(ORDO NEWS) — The fossil of a tiny marine worm that lived 525 million years ago has settled an age-old debate about the evolution of the arthropod brain.
The study showed that the brain of the first arthropods was not segmented, and the nervous system of the head and trunk evolved independently.
Scientists from the University of Arizona (USA) have provided the first detailed description of the worm-like creature Cardiodictyon catenulum, which lived about 525 million years ago. His remains are perfectly preserved in the rocks of the southern Chinese province of Yunnan.
It turned out that the fossil, less than one and a half centimeters long, first discovered in 1984, had been hiding a well-preserved nervous system all this time.
The brain of C. catenulum proved to be the oldest fossilized brain and helped resolve the debate about the evolution of the arthropod nervous system.
C. catenulum belonged to an extinct group of armored lobopods ( Scleronychophora ) abundant in the early Cambrian.
These animals moved along the seabed with the help of several pairs of soft short legs, devoid of joints.
Their closest living relatives are the onychophora, or velvet worms, found in Australia, New Zealand, and South America.
C. catenulum had a segmented body, each part of which contained ganglia – nerve nodes. However, there was no evidence of segmentation in his brain.
This discovery was completely unexpected for scientists, since the heads and brains of modern arthropods and some of their ancestors for a long time were considered only segmented.
According to the authors of the work, their find will be able to resolve long disputes about the origin and structure of the head in arthropods.
Indeed, since the 1880s, biologists have noted the segmented appearance of the body of arthropods and extrapolated this to the head.
A study of C. catenulum showed that the heads of the first arthropods were not segmented, nor were their brains. Thus, the brain and nervous system of the torso probably developed separately.
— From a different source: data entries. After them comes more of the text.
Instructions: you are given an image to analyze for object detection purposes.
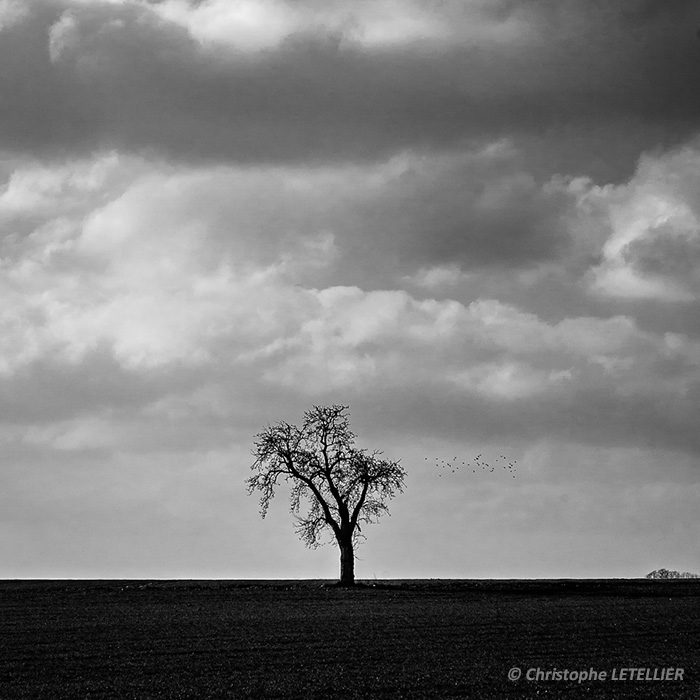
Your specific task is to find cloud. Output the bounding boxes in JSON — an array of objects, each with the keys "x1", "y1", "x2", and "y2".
[
  {"x1": 589, "y1": 142, "x2": 700, "y2": 302},
  {"x1": 0, "y1": 0, "x2": 700, "y2": 171}
]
The researchers also compared the brains of C. catenulum to those of known fossils and living arthropods, including spiders and centipedes.
A combination of detailed anatomical studies of the fossil and analysis of gene expression patterns has shown that the overall organization plan of the arthropod brain has been preserved from the Cambrian to the present day.
The scientists noted that the principles described in this study likely apply to animals other than arthropods and their closest relatives.
This is important for comparing the nervous system of arthropods with that of vertebrates, in which the forebrain and midbrain are genetically and evolutionarily distinct from the spinal cord.